Will This Mystery EVER Be Solved?

Nov 25th

Oh my goodness!  I really messed up!  I’m sitting here laughing at myself.  I usually get things started for the next day’s post at night before bed.  So yesterday morning, out of habit, I looked at the FOLLOWING date . . . so that means that you saw TODAY’S celebrations YESTERDAY!  So I guess what I’ll do is cover yesterdays celebrations today, and we’ll just be turned around for now.  Geesh!  I guess I’d better pay better attention!  It must be Monday.  Pass the coffee please . . . and be ready with seconds!  (in all seriousness, what is up with this cat’s eyes? Yikes!)

Celebrate Your Unique Talent Day – We all have a talent of one sort or another.  We may not feel like our talent is important, but whatever it is, it makes us each unique and special.  Some of us are musicians, or artists, athletes, or even something that is really, different – possibly even an oddity.  Today was intended to be a day when each of us shows our talent off, using it to the best of our abilities.  Check out this list of really unusual talents some folks have:

* Supertasters – have extra fungiform papillae on their tongues that give them a stronger sensation of taste.
* Tetrachromacy – sounds like a super power. But it’s the “ability to see light from four distinct sources.
* Eidetic memory – is the ability to recall sounds, images, or objects from one’s memory with extreme accuracy.”

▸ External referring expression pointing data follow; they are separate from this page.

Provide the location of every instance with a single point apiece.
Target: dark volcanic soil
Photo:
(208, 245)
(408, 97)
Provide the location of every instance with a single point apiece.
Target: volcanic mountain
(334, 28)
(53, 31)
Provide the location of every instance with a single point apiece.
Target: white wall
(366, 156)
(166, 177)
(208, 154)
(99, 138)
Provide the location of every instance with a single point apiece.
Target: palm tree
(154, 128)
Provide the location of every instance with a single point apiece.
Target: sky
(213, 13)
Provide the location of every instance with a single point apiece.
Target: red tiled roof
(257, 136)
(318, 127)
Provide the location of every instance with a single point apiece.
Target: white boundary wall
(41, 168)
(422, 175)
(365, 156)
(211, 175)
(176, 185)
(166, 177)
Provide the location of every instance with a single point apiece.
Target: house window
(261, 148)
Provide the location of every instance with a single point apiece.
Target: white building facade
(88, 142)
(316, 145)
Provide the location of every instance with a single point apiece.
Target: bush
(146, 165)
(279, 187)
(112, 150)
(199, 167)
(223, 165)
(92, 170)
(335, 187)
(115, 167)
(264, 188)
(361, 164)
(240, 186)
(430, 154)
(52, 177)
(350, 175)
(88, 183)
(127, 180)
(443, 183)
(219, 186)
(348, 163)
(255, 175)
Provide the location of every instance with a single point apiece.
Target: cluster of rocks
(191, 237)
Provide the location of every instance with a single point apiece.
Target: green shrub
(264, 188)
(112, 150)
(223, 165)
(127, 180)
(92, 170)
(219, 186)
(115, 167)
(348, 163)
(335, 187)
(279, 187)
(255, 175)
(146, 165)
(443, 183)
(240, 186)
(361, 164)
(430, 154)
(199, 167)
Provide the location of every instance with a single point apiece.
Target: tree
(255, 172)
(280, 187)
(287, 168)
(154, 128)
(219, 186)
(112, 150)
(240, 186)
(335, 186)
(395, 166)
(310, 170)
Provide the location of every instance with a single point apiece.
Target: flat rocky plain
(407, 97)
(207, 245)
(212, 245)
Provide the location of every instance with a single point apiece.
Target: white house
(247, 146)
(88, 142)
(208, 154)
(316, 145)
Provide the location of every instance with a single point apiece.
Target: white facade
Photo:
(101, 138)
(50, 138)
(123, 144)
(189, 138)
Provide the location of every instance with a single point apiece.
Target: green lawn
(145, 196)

D.B. Cooper Day – On November 24, 1971 was born a mystery that has yet to be solved.   Dan or D.B. Cooper made a parachute jump and was never seen again. Cooper boarded Northwest Orient (now part of Delta) Flight 305 in Portland, Oregon.  Witnesses described Cooper as mid-40s, 5’10” to 6 feet tall, and dressed in a black suit with a white shirt.  He sat in seat 18C and not long after the plane took off he handed a note to a stewardess.  The note said “I have a bomb in my briefcase.  I will use it if necessary.  I want you to sit with me.  You are being hijacked.”  The note demanded $200,00 and four parachutes, and gave instructions for landing at Seattle, WA.  The pilot was told what was happening, and he called radio control.  After the FBI and the airline president told the pilot to make sure the bomb was real, Cooper showed the contents of the briefcase to the stewards.  While the plane was held in a holding pattern over Puget Sound, the money, all in twenties, was gathered. The FBI took pictures of all of the serial numbers and after the parachutes were gathered, the pilot was told at 5:24 p.m. to land.  With the cabin lights dimmed, the plane taxied to a remote spot and the ransom and parachutes were exchanged for the 36 passengers.  The only people who remained on the plane were the pilot, first officer, flight engineer, and one stewardess.  The plane was refueled and the route they would take for escape was discussed.  Cooper wanted to go to Mexico City, but at a low speed and altitude.  This wasn’t aerodynamically feasible, so the new destination was Reno, Nevada.  The cabin was to remain unpressurized.  They took off around 7:40 p.m. and the stewardess was told to go to the cockpit.  While there, the crew saw that lights were flashing to indicate that a door was being opened.  Cooper stepped out into the night in the middle of a thunderstorm, and was never seen again.  Because of the storm the F-106 jet fighters who were trailing the plane did not see him exit.  Searches have been conducted since then, but all signs of Cooper, the parachutes and the money were gone.  The FBI doesn’t believe he survived the jump.  On February 10, 1980, an 8-year old boy found $5,880 in banded bills on the banks of the Columbia River, just  Northwest of Vancouver, WA. The serial numbers matched the ransom money.  A body was never found . . . so what do you think?  Did he survive?  We may never know!


Food Celebration of the Day



National Pomegranate Month – There’s nothing new to the hype surrounding pomegranates: The fruit has been cultivated since ancient Persian times, and is featured in Greek mythology.  The Greek myth tells the story of how Persephone was kidnapped by Hades, and she ate pomegranate seeds before her rescue. As a result, she had to spend a couple of months with Hades every year in the underworld. The myth explained that this was how winter came upon the earth.  The story of pomegranates changed over the centuries though.  These days it is all about how all of the health benefits of the fruit.  Pomegranates are mostly grown around the Middle East, and in some parts of the United States.  They need a humid, Mediterranean-type climate for the best growth.



 Well, there you have them, YESTERDAY’S celebrations.  Except for the food celebration – that one truly is today’s.  God Bless You and I’ll see you tomorrow . . . hopefully with my head on straight.